Une fois la résidence fiscale définie on doit analyser le droit d’imposition du pays concerné. Dans la plupart des pays le contribuable considéré comme non-résident fiscal sera imposé sur les revenus de source du pays concerné.
Donc, à partir du moment où il y a exercice d’une activité en Belgique, il faut se poser la question de l’imposition des salaires perçus pour l’activité exercée localement.
Dans notre exemple, le salarié sera sans trop de difficultés considéré comme résident fiscal Français mais exerçant une activité en Belgique il faut vérifier la convention entre les deux pays et l’article fixant les conditions d’imposition des revenus d’activité salariale.
Dans la convention Franco-Belge c’est l’article 11 qui nous intéresse. Celui-ci stipule :
1. Sous réserve des dispositions des articles 9, 10 et 13 de la présente Convention, les traitements, salaires et autres rémunérations analogues ne sont imposables que dans l’Etat contractant sur le territoire duquel s’exerce l’activité personnelle source de ces revenus.
2. Par dérogation au paragraphe 1 ci-dessus :
a) Les traitements, salaires et autres rémunérations ne peuvent être imposés que dans l’Etat contractant dont le salarié est le résident, lorsque les trois conditions suivantes sont réunies :
1° le bénéficiaire séjourne temporairement dans l’autre Etat contractant pendant une ou plusieurs périodes n’excédant pas 183 jours au cours de l’année civile ;
2° sa rémunération pour l’activité exercée pendant ce séjour est supportée par un employeur établi dans le premier Etat ;
3° il n’exerce pas son activité à la charge d’un établissement stable ou d’une installation fixe de l’employeur, situé dans l’autre Etat.
…..
Dans le 1) la convention fixe la règle : les salaires « ne sont imposables que dans l’Etat contractant sur le territoire duquel s’exerce l’activité personnelle source de ces revenus. »

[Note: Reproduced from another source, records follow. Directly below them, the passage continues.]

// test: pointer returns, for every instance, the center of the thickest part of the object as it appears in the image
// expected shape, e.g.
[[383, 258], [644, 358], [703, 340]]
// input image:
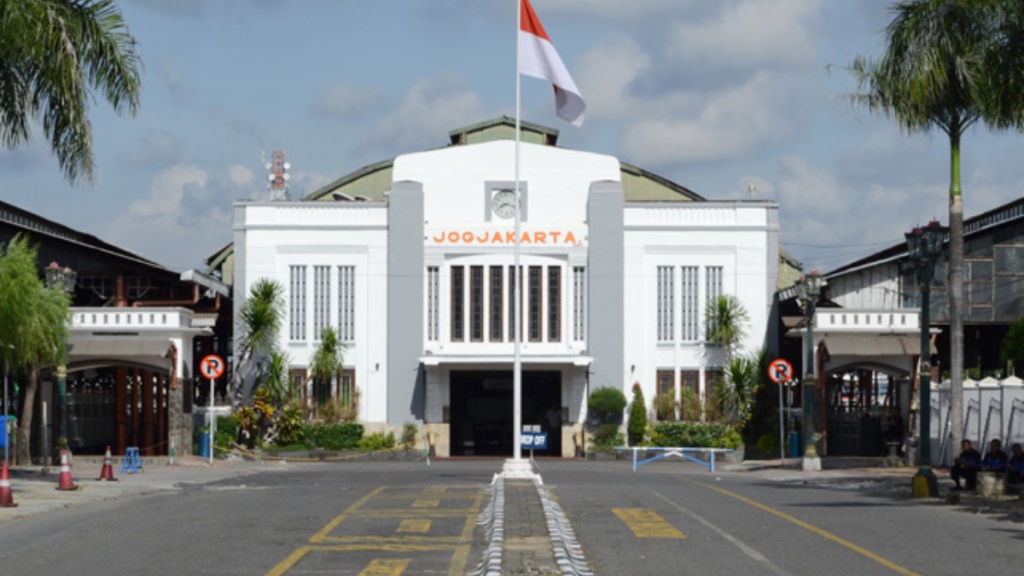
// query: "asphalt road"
[[397, 518]]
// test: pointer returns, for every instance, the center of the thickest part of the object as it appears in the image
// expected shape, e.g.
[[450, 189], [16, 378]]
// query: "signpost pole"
[[781, 424], [213, 421]]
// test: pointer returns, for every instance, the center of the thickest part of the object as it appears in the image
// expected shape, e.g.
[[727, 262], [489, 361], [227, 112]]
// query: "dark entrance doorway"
[[481, 410]]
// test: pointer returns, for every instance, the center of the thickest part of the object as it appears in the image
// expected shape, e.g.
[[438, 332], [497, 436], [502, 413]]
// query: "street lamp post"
[[61, 279], [924, 247], [808, 291]]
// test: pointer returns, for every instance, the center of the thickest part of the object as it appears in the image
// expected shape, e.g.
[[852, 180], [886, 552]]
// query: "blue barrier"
[[131, 462], [534, 441], [794, 445], [681, 452]]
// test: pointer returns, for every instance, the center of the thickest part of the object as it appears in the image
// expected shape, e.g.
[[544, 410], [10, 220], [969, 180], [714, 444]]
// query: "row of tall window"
[[688, 293], [481, 303], [324, 294]]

Donc en principe dans notre exemple, le salarié serait imposable en Belgique.
Mais le 2) vient tempérer ce principe : Les salaires peuvent être imposés dans l’Etat ou le concerné est résident fiscal si trois conditions sont remplies. Dans notre exemple, notre salarié ne sera imposé qu’en France (et pas en Belgique) si les 3 conditions suivantes sont remplies :
– Il doit séjourner en Belgique pendant une ou plusieurs périodes n’excédant pas 183 jours au cours de l’année civile. (Notre fameuse règle des 183 jours)

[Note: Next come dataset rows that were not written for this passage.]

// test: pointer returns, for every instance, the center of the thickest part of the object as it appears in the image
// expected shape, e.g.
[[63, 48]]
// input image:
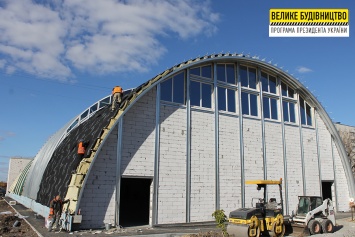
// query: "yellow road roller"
[[265, 218]]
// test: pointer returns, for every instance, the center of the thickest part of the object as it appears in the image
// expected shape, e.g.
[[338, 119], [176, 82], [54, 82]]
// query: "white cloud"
[[6, 134], [52, 38], [302, 69]]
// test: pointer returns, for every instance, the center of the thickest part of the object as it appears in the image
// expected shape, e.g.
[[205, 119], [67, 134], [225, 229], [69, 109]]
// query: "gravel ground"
[[8, 217], [345, 228]]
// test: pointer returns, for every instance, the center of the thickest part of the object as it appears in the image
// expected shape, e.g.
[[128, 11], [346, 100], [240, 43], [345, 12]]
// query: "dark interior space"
[[134, 203], [327, 189]]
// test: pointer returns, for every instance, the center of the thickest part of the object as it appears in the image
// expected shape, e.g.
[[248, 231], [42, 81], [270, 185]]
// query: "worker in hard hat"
[[82, 148], [55, 211], [116, 96]]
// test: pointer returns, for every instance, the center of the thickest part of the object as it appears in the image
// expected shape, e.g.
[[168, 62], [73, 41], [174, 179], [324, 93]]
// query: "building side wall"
[[341, 183], [138, 138], [172, 165], [311, 162], [16, 166], [325, 151], [253, 157], [98, 201], [229, 163], [202, 166], [274, 157], [294, 165]]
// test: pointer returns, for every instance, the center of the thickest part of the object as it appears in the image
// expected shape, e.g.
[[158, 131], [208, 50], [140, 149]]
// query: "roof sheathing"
[[78, 178]]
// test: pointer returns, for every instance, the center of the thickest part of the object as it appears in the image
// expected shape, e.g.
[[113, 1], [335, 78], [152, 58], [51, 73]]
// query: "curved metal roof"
[[110, 119], [140, 91]]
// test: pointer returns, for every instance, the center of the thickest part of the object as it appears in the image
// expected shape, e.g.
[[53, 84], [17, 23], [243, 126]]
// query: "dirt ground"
[[7, 222]]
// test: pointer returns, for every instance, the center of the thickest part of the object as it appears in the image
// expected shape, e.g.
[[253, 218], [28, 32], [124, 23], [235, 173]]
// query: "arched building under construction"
[[182, 145]]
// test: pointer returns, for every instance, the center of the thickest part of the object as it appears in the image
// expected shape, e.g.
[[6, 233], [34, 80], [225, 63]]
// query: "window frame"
[[201, 103], [248, 77], [249, 93], [171, 95], [305, 119]]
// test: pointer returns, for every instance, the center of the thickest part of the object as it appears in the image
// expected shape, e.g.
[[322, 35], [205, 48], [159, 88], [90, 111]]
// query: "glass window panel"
[[93, 108], [284, 89], [264, 82], [272, 84], [266, 107], [244, 76], [245, 103], [252, 78], [221, 72], [195, 71], [206, 71], [230, 73], [179, 89], [285, 111], [308, 112], [292, 113], [195, 93], [302, 111], [166, 90], [253, 105], [274, 109], [83, 115], [206, 95], [104, 102], [222, 99], [231, 101]]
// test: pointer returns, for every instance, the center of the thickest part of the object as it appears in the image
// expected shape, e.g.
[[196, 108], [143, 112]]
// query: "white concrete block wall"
[[229, 163], [325, 150], [311, 162], [341, 183], [274, 157], [253, 157], [172, 165], [16, 166], [98, 201], [202, 166], [294, 165], [138, 145]]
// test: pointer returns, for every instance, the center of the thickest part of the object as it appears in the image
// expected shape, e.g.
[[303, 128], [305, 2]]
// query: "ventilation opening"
[[327, 189], [134, 203]]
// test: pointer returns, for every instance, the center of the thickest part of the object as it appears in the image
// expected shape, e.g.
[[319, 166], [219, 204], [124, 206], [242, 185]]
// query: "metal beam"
[[284, 147], [241, 141], [156, 157], [118, 170], [216, 127], [188, 148]]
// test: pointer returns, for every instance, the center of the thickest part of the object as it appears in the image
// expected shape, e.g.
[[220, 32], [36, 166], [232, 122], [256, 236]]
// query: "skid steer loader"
[[265, 218], [314, 215]]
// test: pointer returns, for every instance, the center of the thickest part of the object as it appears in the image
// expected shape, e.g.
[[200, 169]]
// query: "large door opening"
[[134, 202], [327, 189]]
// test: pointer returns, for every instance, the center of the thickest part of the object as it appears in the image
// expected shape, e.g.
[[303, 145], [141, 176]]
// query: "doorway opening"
[[134, 202], [327, 189]]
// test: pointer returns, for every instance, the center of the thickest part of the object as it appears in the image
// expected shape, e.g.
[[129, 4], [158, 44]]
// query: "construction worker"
[[81, 148], [116, 96], [55, 211]]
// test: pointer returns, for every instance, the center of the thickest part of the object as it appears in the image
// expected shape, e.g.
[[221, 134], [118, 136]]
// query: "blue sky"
[[59, 57]]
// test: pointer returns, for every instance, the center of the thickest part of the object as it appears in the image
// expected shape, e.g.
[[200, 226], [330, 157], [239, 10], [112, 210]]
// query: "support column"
[[318, 154], [284, 147], [262, 124], [156, 157], [216, 113], [301, 145], [241, 138], [118, 170], [188, 148], [335, 179]]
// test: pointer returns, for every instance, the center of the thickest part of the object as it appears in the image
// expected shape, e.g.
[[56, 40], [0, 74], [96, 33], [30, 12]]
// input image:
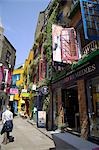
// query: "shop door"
[[71, 108]]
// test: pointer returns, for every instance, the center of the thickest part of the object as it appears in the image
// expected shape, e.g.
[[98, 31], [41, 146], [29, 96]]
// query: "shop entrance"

– Sa rémunération, versée pour son activité exercée en Belgique doit être supportée par son employeur Français
– Il n’exerce pas son activité à la charge d’un établissement stable ou d’une installation fixe de l’employeur, situé dans l’autre Etat
Ce sont donc ces deux dernières conditions qu’il faut également garder à l’esprit ! On peut donc séjourner moins de 183 jours dans un pays mais si la rémunération est supportée par une entreprise résidente du pays d’accueil, ou si la charge de l’activité est refacturée à un établissement stable du pays d’accueil, il y aura imposition dans le pays d’accueil.
Dans notre exemple, le salaire demeure payé par l’employeur Français ce qui à priori évite la deuxième condition, sauf si la société Française facture le charge de l’activité à la société Belge. Dans ce cas les conditions ne sont pas remplies et le salarié sera imposable en Belgique sur les revenus perçus pour son activité exercée en Belgique et ce peu importe le temps qu’il aura passé en Belgique.
L’analyse de ces trois conditions est assez complexe, que ce soit dans le décompte de jours « présence physique » ou dans la compréhension du support de la charge de l’activité.
Il est donc primordial, en cas de mobilité de courte durée dans un autre pays de procéder à une analyse précise des obligations fiscales du salarié et de l’entreprise.
Attention également aux mobilités vers des pays sans convention fiscale avec la France ! Dans ce cas ce n’est que le droit interne qui s’applique et le risque de double imposition est présent.